New B.C. Centre for Disease Control policy names “sex workers” for risk of HIV transmission

At the same time that federal Justice Minister, David Lametti—at a national symposium on HIV criminalization in Toronto organized by the Canadian HIV/AIDS Legal Network—was announcing his Liberal Party platform for a new HIV law should they get re-elected this fall, David Bennett Hynd was being arrested and held in custody by police in Vancouver.

Hynd’s crime? Failing to comply with orders to take his HIV medications, conditions imposed by B.C. public health authorities to prevent the possibility of HIV transmission to others.

On June 14, a parliamentary report on the issue of HIV non-disclosure was released.

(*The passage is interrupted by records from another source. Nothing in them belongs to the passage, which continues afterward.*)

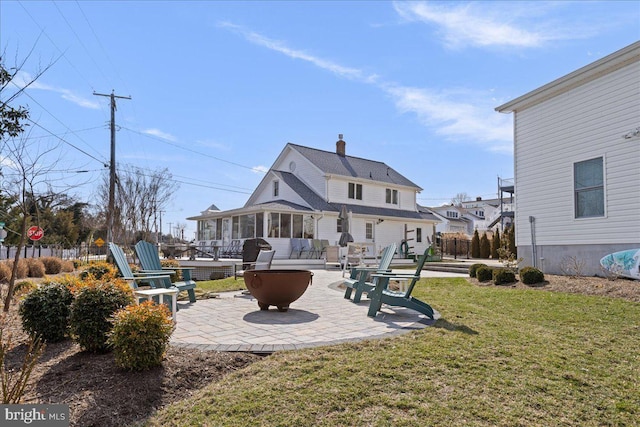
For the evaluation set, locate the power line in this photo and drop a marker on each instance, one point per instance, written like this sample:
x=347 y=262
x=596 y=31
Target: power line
x=213 y=187
x=28 y=138
x=190 y=150
x=104 y=162
x=62 y=53
x=59 y=121
x=82 y=43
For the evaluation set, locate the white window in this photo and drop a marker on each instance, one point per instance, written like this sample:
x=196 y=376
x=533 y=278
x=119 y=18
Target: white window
x=355 y=191
x=368 y=231
x=588 y=184
x=391 y=196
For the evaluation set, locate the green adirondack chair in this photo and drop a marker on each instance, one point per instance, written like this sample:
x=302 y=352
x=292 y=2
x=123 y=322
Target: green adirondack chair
x=150 y=261
x=358 y=278
x=380 y=294
x=152 y=279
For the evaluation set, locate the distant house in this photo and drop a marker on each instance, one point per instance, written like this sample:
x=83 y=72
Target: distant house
x=453 y=219
x=301 y=197
x=484 y=215
x=577 y=165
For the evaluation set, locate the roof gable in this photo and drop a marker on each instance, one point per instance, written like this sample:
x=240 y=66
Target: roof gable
x=332 y=163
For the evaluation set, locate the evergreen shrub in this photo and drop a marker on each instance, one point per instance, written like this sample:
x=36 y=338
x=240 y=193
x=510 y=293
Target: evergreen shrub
x=36 y=267
x=474 y=268
x=484 y=274
x=52 y=265
x=45 y=312
x=531 y=275
x=91 y=312
x=503 y=276
x=137 y=351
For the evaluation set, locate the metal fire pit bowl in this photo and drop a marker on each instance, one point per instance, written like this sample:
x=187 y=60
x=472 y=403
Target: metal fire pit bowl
x=277 y=287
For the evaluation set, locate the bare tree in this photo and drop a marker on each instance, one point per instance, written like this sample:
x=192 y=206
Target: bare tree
x=27 y=167
x=140 y=195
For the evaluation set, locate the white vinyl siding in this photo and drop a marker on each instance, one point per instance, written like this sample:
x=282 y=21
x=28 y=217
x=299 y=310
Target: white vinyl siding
x=583 y=123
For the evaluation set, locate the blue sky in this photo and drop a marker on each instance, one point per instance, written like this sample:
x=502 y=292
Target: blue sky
x=219 y=88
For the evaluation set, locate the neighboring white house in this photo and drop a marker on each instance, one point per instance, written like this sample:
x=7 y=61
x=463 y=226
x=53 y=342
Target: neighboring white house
x=301 y=197
x=453 y=219
x=577 y=165
x=484 y=215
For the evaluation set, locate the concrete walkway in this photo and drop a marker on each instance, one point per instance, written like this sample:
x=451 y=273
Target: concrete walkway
x=321 y=316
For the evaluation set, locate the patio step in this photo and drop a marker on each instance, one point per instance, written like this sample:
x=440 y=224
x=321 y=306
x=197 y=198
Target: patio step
x=447 y=267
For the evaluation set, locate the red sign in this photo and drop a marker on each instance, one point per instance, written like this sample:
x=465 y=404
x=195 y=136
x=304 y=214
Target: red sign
x=35 y=233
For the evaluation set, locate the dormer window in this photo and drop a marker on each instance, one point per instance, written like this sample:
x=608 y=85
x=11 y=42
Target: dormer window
x=391 y=196
x=355 y=191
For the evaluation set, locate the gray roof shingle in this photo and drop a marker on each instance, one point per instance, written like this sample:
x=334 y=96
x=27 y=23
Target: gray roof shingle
x=332 y=163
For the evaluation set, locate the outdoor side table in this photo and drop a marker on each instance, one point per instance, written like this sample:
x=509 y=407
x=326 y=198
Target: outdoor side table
x=163 y=293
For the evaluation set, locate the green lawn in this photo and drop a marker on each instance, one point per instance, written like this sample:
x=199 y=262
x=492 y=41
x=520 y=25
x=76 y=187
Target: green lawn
x=498 y=357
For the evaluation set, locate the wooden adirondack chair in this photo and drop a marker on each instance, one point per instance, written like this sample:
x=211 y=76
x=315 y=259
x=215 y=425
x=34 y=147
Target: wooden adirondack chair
x=151 y=279
x=263 y=262
x=358 y=279
x=380 y=294
x=150 y=262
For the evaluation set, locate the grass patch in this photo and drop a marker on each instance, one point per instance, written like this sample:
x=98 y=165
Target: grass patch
x=498 y=357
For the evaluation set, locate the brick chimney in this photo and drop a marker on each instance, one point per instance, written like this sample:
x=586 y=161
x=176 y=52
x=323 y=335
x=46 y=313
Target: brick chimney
x=340 y=146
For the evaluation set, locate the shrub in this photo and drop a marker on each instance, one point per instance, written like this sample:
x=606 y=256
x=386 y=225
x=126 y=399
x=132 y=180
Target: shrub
x=138 y=351
x=5 y=272
x=474 y=268
x=52 y=265
x=99 y=270
x=475 y=245
x=68 y=266
x=531 y=275
x=23 y=268
x=45 y=312
x=91 y=311
x=23 y=287
x=36 y=267
x=495 y=244
x=484 y=274
x=503 y=276
x=172 y=263
x=485 y=246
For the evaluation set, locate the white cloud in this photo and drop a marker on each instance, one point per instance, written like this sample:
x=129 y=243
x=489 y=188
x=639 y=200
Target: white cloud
x=278 y=46
x=260 y=169
x=485 y=24
x=213 y=144
x=461 y=115
x=22 y=79
x=158 y=133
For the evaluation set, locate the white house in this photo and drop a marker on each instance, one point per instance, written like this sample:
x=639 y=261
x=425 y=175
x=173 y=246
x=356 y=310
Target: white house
x=301 y=197
x=577 y=165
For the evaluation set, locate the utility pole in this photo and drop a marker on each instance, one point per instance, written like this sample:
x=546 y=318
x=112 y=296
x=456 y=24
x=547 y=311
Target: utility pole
x=112 y=164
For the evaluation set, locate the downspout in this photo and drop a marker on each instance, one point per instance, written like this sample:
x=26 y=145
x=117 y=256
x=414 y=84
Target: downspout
x=316 y=226
x=534 y=249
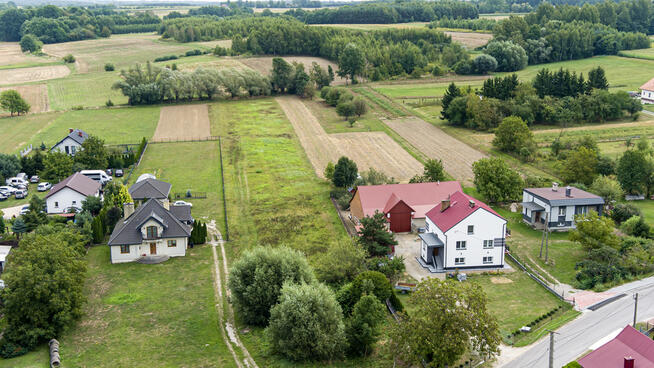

The Standing Committee on Justice and Human Rights recommended creating a new law to prosecute for “intent to transmit,” and “actual transmission of infectious diseases,” including but not limited to HIV. “Failure to disclose HIV status” where there is no risk of HIV transmission would no longer be prosecuted as aggravated sexual assault as it had been in the past.

On June 14, following a tip from the public, David Bennett Hynd was arrested and spent the weekend in police custody awaiting his court appearance on June 17.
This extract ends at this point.